Me acerqué sin decir más, con cuidado de no empujarle demasiado mientras me recargaba a su lado, rozando su brazo con el mío.
—Una foto —murmuré, mirando el paisaje frente a nosotros—. Nuestra primera.
—¿Una foto...? Está bien, solo que... —suspiró, con tono bajo.
—Lo sé —lo interrumpí sin mirarlo, sabiendo exactamente a qué se refería—. Sin mostrar tu rostro. No soy tonta.
Él rió por lo bajo, con esa risa áspera y suave que pocas veces dejaba salir.
—No lo eres —dijo—. Pero gracias por entenderlo.
Saqué el teléfono y lo levanté con la cámara trasera apuntando al paisaje, cuidando el ángulo. Me acerqué más, apoyando mi cabeza en su hombro y dejando que el marco capturara solo mi rostro y parte de su perfil cubierto por la capucha. Tomé la foto.

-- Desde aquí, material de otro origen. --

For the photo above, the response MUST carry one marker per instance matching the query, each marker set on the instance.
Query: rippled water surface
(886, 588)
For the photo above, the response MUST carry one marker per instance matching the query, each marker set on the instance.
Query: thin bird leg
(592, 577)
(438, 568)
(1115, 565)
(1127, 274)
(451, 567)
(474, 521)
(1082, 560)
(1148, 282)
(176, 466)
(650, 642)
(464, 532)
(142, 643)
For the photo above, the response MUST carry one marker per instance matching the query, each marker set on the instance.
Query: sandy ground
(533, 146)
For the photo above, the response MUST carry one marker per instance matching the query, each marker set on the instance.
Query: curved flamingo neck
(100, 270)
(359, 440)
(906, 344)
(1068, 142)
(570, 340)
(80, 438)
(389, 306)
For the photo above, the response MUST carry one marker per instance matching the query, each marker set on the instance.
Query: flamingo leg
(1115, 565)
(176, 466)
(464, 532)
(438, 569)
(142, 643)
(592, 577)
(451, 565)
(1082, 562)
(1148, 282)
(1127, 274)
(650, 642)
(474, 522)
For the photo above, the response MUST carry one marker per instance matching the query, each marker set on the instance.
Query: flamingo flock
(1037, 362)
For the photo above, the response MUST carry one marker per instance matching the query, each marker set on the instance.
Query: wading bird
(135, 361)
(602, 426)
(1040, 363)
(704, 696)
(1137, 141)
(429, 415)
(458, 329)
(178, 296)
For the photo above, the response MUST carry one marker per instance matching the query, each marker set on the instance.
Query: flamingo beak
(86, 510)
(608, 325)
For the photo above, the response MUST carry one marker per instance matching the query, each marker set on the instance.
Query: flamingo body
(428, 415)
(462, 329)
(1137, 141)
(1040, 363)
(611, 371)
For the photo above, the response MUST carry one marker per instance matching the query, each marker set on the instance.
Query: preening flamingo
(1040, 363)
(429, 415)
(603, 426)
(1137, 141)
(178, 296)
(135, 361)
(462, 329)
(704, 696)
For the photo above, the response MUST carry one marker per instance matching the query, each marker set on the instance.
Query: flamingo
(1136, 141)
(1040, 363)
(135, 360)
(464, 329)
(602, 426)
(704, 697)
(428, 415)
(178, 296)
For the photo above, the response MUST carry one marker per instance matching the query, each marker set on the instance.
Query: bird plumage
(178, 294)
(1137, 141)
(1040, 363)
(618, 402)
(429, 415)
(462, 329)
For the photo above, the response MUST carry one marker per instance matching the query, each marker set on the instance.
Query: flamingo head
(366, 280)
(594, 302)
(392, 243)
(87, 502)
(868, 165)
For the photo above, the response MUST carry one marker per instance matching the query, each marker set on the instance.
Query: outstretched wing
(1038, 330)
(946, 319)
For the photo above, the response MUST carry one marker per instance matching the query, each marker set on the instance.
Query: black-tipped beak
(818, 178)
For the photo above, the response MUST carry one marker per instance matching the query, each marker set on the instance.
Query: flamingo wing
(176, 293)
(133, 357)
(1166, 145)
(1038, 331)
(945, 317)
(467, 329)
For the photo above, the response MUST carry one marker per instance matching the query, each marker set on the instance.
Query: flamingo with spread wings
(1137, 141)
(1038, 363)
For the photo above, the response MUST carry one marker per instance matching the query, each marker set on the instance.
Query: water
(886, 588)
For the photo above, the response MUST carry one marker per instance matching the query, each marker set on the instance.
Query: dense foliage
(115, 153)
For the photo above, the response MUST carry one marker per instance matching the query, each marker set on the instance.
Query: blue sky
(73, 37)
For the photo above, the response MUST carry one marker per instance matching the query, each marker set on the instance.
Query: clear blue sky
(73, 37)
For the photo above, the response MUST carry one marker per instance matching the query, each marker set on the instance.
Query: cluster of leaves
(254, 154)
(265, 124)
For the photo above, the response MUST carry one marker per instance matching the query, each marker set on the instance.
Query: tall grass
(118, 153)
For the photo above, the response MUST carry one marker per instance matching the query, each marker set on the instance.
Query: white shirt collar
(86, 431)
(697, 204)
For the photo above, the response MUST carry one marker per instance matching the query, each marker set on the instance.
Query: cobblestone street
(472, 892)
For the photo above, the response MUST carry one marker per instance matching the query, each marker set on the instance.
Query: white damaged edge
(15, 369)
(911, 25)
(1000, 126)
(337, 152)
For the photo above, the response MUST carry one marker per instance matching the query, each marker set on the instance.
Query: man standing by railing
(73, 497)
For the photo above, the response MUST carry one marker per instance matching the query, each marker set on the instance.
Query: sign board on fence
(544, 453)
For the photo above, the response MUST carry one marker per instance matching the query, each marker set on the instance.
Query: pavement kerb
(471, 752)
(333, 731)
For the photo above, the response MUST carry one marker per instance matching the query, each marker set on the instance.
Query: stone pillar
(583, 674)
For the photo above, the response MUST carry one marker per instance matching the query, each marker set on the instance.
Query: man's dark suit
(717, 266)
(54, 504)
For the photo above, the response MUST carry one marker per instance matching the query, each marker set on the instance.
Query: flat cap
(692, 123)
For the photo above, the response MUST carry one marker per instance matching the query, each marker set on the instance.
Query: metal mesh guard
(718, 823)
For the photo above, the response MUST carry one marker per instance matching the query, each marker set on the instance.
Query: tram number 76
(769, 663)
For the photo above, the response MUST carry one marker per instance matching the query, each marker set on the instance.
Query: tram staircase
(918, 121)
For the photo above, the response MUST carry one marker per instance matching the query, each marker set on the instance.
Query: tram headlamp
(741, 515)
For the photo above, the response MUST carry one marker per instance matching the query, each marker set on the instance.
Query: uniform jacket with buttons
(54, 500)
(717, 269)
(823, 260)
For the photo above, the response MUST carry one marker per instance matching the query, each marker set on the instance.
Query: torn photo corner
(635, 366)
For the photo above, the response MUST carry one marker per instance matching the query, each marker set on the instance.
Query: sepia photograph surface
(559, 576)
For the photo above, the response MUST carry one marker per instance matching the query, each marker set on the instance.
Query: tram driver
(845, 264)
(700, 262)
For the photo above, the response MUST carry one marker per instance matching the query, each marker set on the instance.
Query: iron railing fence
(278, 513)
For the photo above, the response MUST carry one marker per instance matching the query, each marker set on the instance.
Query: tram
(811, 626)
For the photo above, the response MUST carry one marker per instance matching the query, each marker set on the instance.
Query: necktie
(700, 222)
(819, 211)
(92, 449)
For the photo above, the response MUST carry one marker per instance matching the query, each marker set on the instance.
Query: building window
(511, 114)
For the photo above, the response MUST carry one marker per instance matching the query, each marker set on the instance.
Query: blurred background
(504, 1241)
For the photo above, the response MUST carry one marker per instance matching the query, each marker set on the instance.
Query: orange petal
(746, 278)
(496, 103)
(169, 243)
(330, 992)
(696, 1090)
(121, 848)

La revisé en silencio. Una pequeña sonrisa se formó en mis labios.
—¿Cómo salimos? —preguntó.
—Como lo que somos —respondí—. Dos personas tratando de recordar lo que es vivir, aunque sea de a poco.
Él no dijo nada, solo dejó caer el peso de su cabeza contra la mía con delicadeza, como si el momento fuera suficiente para hablar por ambos.
El aire era helado, pero el silencio que compartimos fue cálido. Como si esa montaña, esa nieve y ese cielo limpio fueran testigos de un inicio... uno pequeño, frágil, pero real.
—La voy a publicar —dije, viendo la foto en la pantalla con una pequeña sonrisa.
—Está bien —respondió Leo sin dudar, todavía recargado en el auto, con la mirada en el horizonte nevado.
—Pero quiero otra —agregué rápido, girándome hacia él—. Solo para nosotros. Esa no la va a ver nadie.
Él me miró de reojo, como tanteando mis intenciones, y asintió despacio.
—Vale. Pero sin trampas esta vez —bromeó—. No me vayas a tomar con cara de...
No le di tiempo de terminar.
Me acerqué, más de lo que él esperaba, y antes de que pudiera decir algo más, lo besé. Natural. Suave. Con los ojos cerrados y el corazón latiendo como si el mundo se hubiese detenido en esa curva de la carretera. Su cuerpo se tensó por una fracción de segundo, luego se relajó contra el mío, respondiendo sin decir palabra.
En medio de ese beso, con mi mano aún sujetando el teléfono, presioné el botón. La cámara capturó el momento. Tan real. Tan espontáneo. Él con los ojos apenas entreabiertos, como sorprendido, y yo... yo entregada, con una sonrisa apenas dibujada sobre sus labios.
Me alejé un poco, sin abrir los ojos al instante. Dejé escapar un suspiro con los labios aún temblando de emoción.
—¿Tomaste la foto? —preguntó él, con voz más baja de lo normal.
Asentí, mostrándole la pantalla sin decir nada.
La miró en silencio. Por un momento pensé que no diría nada. Pero entonces, sin mirarme, murmuró:
—Parece que no soy tan bueno ocultando cosas como creía.
Lo miré, confundida.
—¿Por qué lo dices?
—Porque en esa foto... —se interrumpió y me miró por fin—. Se me nota que estoy enamorado de ti.
Mi pecho se encogió. El frío se volvió aire tibio. Y aunque no respondí con palabras, mi sonrisa le bastó. Guardé el celular, y él volvió a mirar al frente, pero su mano buscó la mía. La entrelazó con calma, apretando justo lo necesario.
—Vamos, aún queda mucho camino —dijo, dándome un pequeño tirón.
Y mientras caminábamos de regreso al auto, con nieve crujiendo bajo nuestros pies, supe que ese viaje no solo era hacia California. Era hacia algo que ni siquiera yo sabía que estaba buscando... pero que ya no quería soltar.